Nessy, congratulations man! I can imagine how great it made you feel while you were holding her hand.


----------



## rfc (Mar 17, 2011)

Congrats! Keep up the good work


----------



## Nessy (Mar 3, 2011)

Thank you all  Gonna ask if she wants to see a movie next week and then see if I can get myself to go for the kiss


----------



## Minipurz (Aug 25, 2009)

Congratz man ! How awesome ! 2 thumbs up


----------



## LostProphet (Apr 4, 2010)

Good job Nessy! It definitely is a great feeling when she holds your hand 



Ape in space said:


> I got all excited when you said you went 'downtown'. Then I realized you actually meant 'downtown'. But holding hands was good too.:yay


Hahahahah.


----------



## Sam1911 (Dec 4, 2010)

next date ask her the big question and if she says yes move in for the kiss when you say goodbye to her :yes then sniff her hair :clap


----------



## TheShine (Apr 1, 2011)

Go for the kiss!


----------



## DreamyDove (Dec 8, 2009)

I think she might think it's really cute and sweet that you didn't go in for the kiss yet, and if she really likes you she might be the one to kiss you  ..... But I'm happy for you,.. that's great


----------



## serolf (Jan 10, 2008)

Congrats. Dating is always a challenge but it definitely feels good when it goes well. Go for the kiss next date, she'll like it


----------



## josephisaverb (Mar 8, 2011)

Sam1911 said:


> next date ask her the big question and if she says yes move in for the kiss when you say goodbye to her :yes then sniff her hair :clap


what


----------



## wheels00 (Feb 24, 2011)

Awwwwwwwwww so sweet. Congrats


----------



## atticusfinch (Dec 18, 2010)

these threads of yours always makes me smile - good job, bro!


----------



## Vip3r (Dec 7, 2010)

Congrats & great job Nessy! :clap


----------



## ThisGuy (Jul 13, 2010)

I don't even know you but nonetheless I'm quite thrilled for you. It's nice to know something good is happening to someone. I hope you get the girl in the end.


----------



## AndyLT (Oct 8, 2007)

Congrats, you seem to be doing it well. My advice is to show some physical contact, as soon as possible. A few touches here and there... a hug from behind ... a kiss... whatever.


----------



## Nessy (Mar 3, 2011)

Thanks for all the support!  You guys are the only ones that knows what's going through my head so it feels good to share. (Was also unsure about using the word "downtown" seeing as how it could be misinterpreted )


----------



## eitherway (Jun 28, 2009)

Yay! I'm so happy for you:clap.


----------



## rymo (Sep 6, 2009)

Nice...sounds like in a few dates you really will be going "downtown.". 
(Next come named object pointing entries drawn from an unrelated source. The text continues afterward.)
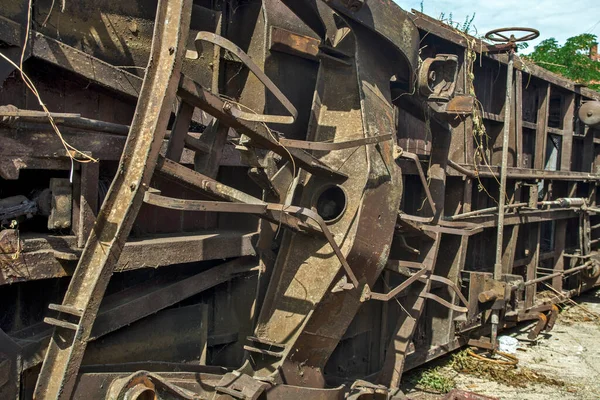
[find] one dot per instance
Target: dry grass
(508, 375)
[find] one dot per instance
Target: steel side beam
(195, 94)
(65, 352)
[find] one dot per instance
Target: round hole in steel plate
(331, 203)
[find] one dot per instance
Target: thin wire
(29, 83)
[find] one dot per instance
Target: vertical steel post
(502, 200)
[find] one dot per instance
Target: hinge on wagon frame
(153, 197)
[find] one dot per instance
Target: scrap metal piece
(62, 196)
(589, 113)
(67, 345)
(195, 94)
(325, 146)
(541, 324)
(10, 367)
(232, 107)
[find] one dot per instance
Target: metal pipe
(504, 166)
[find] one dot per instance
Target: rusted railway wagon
(276, 199)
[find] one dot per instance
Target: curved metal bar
(247, 61)
(258, 209)
(445, 303)
(325, 146)
(67, 346)
(452, 286)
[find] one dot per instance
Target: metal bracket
(247, 61)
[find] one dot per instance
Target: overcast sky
(560, 19)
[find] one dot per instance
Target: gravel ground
(569, 353)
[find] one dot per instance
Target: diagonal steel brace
(81, 303)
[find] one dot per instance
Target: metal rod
(563, 273)
(504, 166)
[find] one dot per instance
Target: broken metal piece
(67, 346)
(589, 113)
(62, 195)
(232, 107)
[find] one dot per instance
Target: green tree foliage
(570, 60)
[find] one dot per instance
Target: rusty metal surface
(320, 196)
(59, 371)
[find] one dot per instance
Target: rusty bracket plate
(233, 108)
(77, 314)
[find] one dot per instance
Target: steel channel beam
(66, 349)
(195, 94)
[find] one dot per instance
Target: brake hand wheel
(500, 35)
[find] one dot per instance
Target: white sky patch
(558, 19)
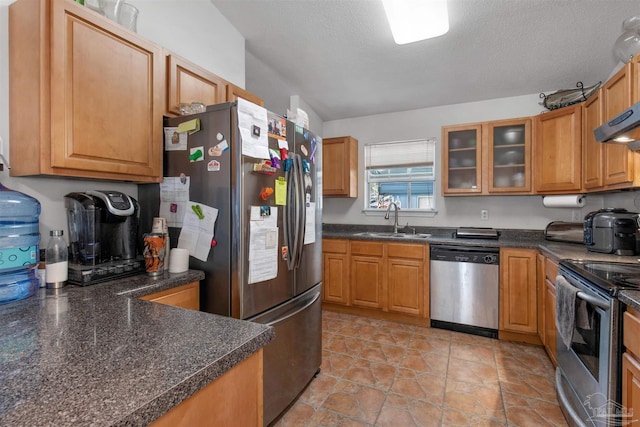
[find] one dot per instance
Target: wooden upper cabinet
(234, 92)
(340, 167)
(85, 95)
(592, 150)
(187, 83)
(518, 292)
(462, 159)
(558, 151)
(618, 159)
(509, 156)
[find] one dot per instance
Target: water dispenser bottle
(19, 239)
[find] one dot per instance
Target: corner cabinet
(487, 158)
(340, 167)
(86, 95)
(558, 151)
(189, 83)
(335, 271)
(233, 399)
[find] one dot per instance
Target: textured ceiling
(339, 55)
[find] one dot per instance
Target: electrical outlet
(576, 216)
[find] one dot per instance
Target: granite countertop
(98, 355)
(443, 236)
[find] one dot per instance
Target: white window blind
(402, 154)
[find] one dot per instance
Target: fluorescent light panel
(414, 20)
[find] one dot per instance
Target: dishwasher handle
(468, 254)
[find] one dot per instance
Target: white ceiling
(340, 58)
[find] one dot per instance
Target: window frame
(367, 210)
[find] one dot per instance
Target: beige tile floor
(382, 373)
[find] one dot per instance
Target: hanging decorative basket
(565, 97)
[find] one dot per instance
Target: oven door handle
(598, 302)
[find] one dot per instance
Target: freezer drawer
(294, 356)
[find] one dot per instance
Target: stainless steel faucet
(395, 222)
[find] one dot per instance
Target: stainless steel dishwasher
(465, 289)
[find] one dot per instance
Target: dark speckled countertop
(508, 238)
(99, 356)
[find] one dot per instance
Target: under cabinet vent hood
(622, 129)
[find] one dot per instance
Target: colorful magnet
(198, 211)
(196, 154)
(314, 147)
(266, 192)
(275, 159)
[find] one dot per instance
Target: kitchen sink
(394, 235)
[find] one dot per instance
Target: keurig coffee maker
(103, 231)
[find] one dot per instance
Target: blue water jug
(19, 240)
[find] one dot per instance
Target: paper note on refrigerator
(253, 126)
(197, 229)
(174, 195)
(310, 224)
(263, 245)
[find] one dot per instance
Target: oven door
(585, 366)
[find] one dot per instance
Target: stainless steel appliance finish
(611, 231)
(103, 236)
(588, 373)
(477, 233)
(464, 289)
(294, 357)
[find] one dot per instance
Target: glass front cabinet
(487, 158)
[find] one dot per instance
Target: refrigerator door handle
(288, 216)
(302, 305)
(300, 210)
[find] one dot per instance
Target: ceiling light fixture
(414, 20)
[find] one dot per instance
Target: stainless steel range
(588, 374)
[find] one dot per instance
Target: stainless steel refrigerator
(237, 185)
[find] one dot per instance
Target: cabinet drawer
(631, 331)
(335, 246)
(551, 270)
(366, 248)
(399, 250)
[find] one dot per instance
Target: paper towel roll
(564, 201)
(178, 260)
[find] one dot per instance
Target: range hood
(622, 129)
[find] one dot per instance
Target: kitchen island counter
(98, 355)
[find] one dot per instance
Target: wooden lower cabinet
(185, 296)
(367, 274)
(234, 399)
(407, 279)
(335, 271)
(518, 292)
(380, 279)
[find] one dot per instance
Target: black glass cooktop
(610, 276)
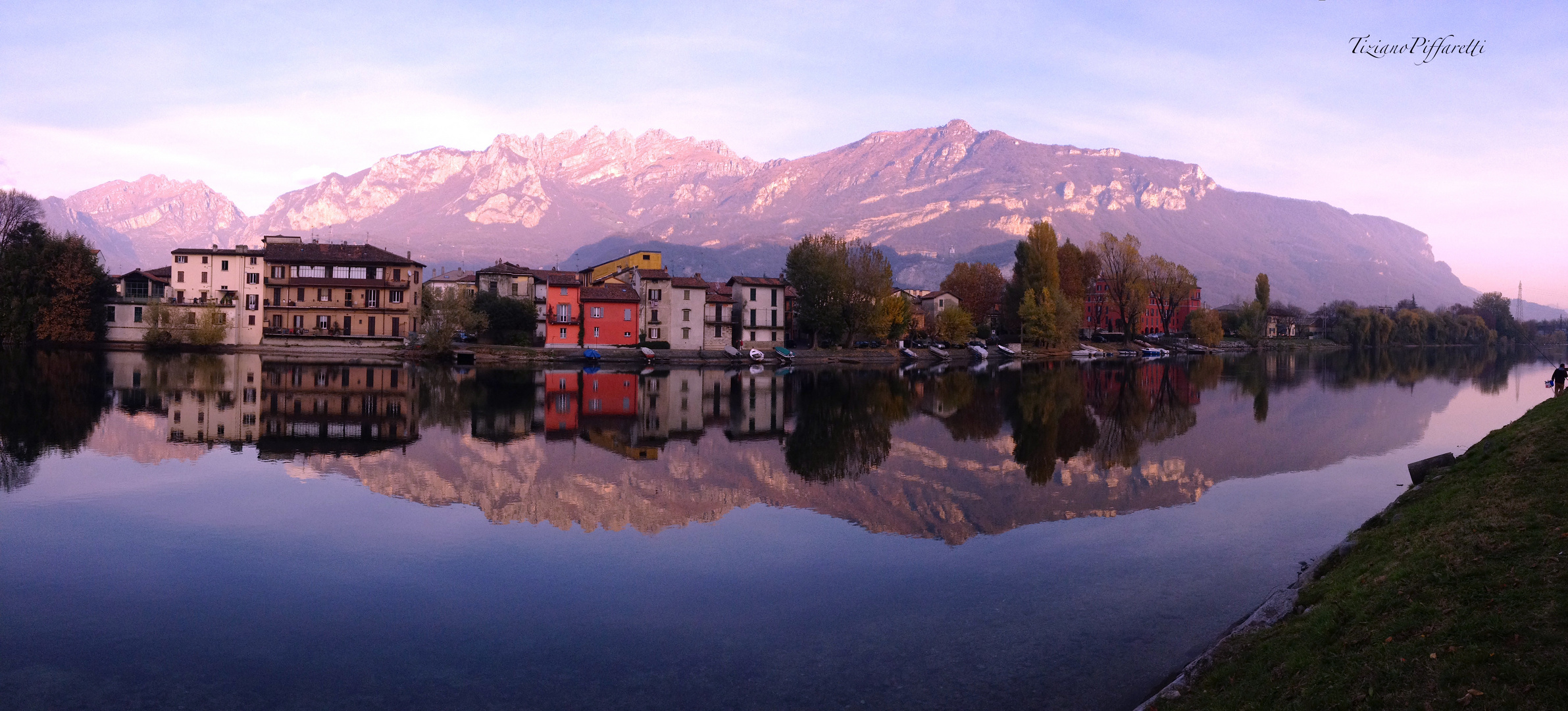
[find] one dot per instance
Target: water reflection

I was disappointed at first that you didn't go for the kiss but then I remembered that even going for the hand hold for the first time can be pretty terrifying, so that was a big accomplishment. Now you going for the kiss will be that much easier for you and for her.


----------



## Nessy (Mar 3, 2011)

Planning to kiss her tomorrow when we are going to watch a movie at her place  Starting to care for this girl, feel like I can just be myself and have fun with her. Hope this continues to go well so that we might end up in a relationship.


----------



## sherbert (Jun 24, 2005)

*that's really awesome!!!*

"Might not be a huge deal to any of you but personally its a big win "

You are so very wrong! IT IS A HUGE DEAL! Wise use of the smilies BTW. Here's some more: :boogie:boogie:boogie:boogie


----------